The eponymous The Tenderness Only we Can See is a painting on a piano part. Like an altarpiece the picture surface is partitioned in three parts, at the centre a fish in yellow, brown and pink on a light yellow background is surrounded by baskets. Chopin’s Heart, a piece of piano standing column-like, contrasts birds and patterns as if in a fabric sample book. Plants and animals, like patterns, traverse time and key into our register of recognition, assumption and place of cultural belonging. Painting British fish, for instance, is a strategy for recasting notions of the exotic, deconstructing that which is familiar, turning the everyday into ‘other’. The sh is silent whereas the pattern speaks a secret language. The baskets are women’s companions and familiars. The piano in contrast to a banjo is an instrument that straddles bourgeois drawing room entertainment, the concert hall, jazz club and more.
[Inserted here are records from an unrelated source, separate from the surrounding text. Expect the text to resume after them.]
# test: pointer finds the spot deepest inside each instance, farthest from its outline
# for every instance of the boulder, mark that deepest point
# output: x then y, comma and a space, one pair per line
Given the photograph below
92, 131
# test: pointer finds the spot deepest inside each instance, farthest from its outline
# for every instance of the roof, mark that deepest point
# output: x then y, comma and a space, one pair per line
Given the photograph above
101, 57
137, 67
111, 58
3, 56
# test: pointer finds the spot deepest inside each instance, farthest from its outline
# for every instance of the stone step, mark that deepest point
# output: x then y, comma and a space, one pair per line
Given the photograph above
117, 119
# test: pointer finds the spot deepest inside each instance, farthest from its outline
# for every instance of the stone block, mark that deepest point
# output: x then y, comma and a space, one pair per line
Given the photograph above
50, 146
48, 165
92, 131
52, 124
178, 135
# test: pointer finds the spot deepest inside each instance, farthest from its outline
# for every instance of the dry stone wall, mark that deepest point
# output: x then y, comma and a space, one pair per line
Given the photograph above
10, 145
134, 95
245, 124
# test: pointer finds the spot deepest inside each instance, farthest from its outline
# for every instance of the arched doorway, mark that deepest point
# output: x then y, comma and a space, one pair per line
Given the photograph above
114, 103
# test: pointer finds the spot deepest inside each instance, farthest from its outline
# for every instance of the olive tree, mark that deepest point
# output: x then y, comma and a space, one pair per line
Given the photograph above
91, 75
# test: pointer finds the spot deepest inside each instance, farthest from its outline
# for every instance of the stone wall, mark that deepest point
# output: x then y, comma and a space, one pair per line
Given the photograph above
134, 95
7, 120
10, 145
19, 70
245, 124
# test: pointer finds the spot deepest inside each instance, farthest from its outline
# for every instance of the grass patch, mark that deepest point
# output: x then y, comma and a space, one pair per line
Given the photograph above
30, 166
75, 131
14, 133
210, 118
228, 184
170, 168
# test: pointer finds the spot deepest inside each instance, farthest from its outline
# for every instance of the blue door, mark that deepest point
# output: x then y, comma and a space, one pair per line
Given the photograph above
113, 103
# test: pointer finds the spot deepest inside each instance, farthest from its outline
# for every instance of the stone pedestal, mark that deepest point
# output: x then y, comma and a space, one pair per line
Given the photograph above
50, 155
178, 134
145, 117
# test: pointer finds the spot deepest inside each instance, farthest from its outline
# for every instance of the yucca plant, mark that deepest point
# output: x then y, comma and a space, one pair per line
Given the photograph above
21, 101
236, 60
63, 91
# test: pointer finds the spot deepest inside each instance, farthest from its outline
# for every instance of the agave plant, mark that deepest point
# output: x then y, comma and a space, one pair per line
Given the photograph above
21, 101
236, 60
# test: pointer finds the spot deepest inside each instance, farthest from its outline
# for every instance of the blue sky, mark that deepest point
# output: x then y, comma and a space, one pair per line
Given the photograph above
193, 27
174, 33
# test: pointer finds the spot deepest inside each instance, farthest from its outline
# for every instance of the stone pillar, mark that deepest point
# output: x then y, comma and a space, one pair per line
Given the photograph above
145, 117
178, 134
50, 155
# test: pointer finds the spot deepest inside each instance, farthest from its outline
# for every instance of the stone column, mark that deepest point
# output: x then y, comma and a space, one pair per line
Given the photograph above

Another painting, The Captain and the Mate expands on a long-term interest in the work of James Tissot (1832 – 1902). Since the early 90s Himid has been recasting paintings from his period of painting fashionable women, replacing white figures with black figures, suggesting alternative stories that could have been concurrent, but that also operate in their own time space continuum. Whilst far removed from the original, the pulleys on the ship have been faithfully painted – the mechanisms in the painting asking for as much attention as the drama unfolding in front of us; oblivious of their audience, the figures are caught up with each other. If we think about the Tissot painting this might be a scene of adieu, an anxious moment of heightened emotional charge. Or it could be that the new pairings evoke another set of relations entirely, relationships that cross heteronormative pictorial space and gender identification. Like in previous bodies of work, the painting demonstrates a commitment to clothing and fashion; the protagonists are well dressed, either expensively or fashionably. A simple singular yellow stick held by the captain offers an aspect of theatre to the mis en scène, cutting through the picture plane, it seems both provocative and benign, emblematic of power or merely of dress.
In Her Print on Me the role of the audience has moved from curious observer to unwelcome visitor, bringing the fictional world of the painting into our reality. Interrupted, something falls from the hands of the foregrounded woman, the sketchy chair and the large windows serve to increase the feeling of vast space emoted by the wild sea that functions in opposition to the calm gaze of the women. The bodies of the women, separated by a long beam dividing the space, are poised as if in the middle of a task or a ritual. They face an unwelcome interlocutor in the form of our gaze set in their intimate scenario. This painting evokes a constant preoccupation of Himid’s; the dialectic of safety and danger. As she would say “Somehow it’s very challenging to tell the difference between the two.”
A drawer, another found object that Himid returns to, provides a surface for two male portraits. Drawers act metaphorically perhaps, but also offer a performative aspect to the paintings, the placement of the drawer itself as well as the hiding and revealing of the body, and like Himid’s earlier ‘paintings on wood’, these works offer the possibility of being looked at in different ways by placing the draw this way or that.